Our stance is that any Member posting to the Study's website, writing or contributing anything to the Study, or uploading any file—whether the media is text, photographic, artistic, video, or audio—is the owner of the copyright of that work as soon as it is created.
The Study's website bears a collective, or "blanket" copyright statement. That pertains to all material presented as a collection. Some published material may carry a copyright statement with the Study as owner, but if not specifically designated copyright ownership resides with the individual author(s) of the work.
Any contribution by any Member carries with it non-exclusive, irrevocable, royalty-free, worldwide rights (i.e., a license) to use the contribution in connection with the Threlkeld One-Name Study. If the contribution is not an original work, the contributor affirms the work to be free of other copyright or that he or she is in possession of appropriate rights to publish, and assumes responsibility and permissions thereof.

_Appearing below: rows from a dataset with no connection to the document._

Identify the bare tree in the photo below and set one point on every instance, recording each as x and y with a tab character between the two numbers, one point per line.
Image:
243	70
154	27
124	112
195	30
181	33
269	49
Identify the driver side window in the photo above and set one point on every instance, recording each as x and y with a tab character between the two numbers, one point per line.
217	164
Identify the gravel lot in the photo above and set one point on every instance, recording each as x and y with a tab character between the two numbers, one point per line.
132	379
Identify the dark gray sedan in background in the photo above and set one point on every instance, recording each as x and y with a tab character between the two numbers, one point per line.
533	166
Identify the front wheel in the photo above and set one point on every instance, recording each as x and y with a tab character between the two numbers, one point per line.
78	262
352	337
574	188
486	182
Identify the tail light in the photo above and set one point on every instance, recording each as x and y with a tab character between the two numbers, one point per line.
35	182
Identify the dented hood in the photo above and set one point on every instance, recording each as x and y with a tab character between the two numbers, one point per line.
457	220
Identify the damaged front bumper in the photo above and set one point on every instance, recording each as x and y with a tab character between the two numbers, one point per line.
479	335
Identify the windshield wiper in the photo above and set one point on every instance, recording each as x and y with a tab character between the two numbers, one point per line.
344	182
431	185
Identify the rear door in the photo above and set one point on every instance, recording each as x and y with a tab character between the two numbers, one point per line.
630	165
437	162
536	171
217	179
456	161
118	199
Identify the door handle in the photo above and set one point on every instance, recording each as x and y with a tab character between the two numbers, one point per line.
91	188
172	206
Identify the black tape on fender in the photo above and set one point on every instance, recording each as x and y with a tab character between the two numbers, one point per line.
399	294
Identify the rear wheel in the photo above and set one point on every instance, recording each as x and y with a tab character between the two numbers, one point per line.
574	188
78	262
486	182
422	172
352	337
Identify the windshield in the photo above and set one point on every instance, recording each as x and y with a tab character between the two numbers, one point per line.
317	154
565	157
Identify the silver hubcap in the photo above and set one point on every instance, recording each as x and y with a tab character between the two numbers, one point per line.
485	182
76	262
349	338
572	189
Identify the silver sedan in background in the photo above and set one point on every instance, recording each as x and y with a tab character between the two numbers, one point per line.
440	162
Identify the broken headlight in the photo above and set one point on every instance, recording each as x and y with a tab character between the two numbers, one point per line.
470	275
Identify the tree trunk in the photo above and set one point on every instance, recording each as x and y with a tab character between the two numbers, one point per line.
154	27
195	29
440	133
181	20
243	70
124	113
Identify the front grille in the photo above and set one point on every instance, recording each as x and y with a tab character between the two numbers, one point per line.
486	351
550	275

Similarly, unless otherwise stipulated, any work created by the Study for the furtherance of research into surnames or genealogies carries with it permission for Study Members to reproduce or share the intact and unmodified work with non-exclusive, irrevocable, royalty-free, worldwide rights. However, if the work is in the Members-only Assets & Archives area, the link to the file cannot be shared. We occasionally post works in areas where the links can be publicly distributed. If there is a specific item you would like publicly accessible, use the Contact Us form to request it and, after a brief evaluation, we will send you a public link if approved.
For Member-contributed works, we will provide whatever attribution is requested. Sometimes an upload is offered simply as a reference, and no attribution is desired. On the other hand, it may an original work or the result of a project where all authors should be acknowledged.
Any work created by the Study will include source citation information. That citation should be used as attribution whenever the work is linked to or shared.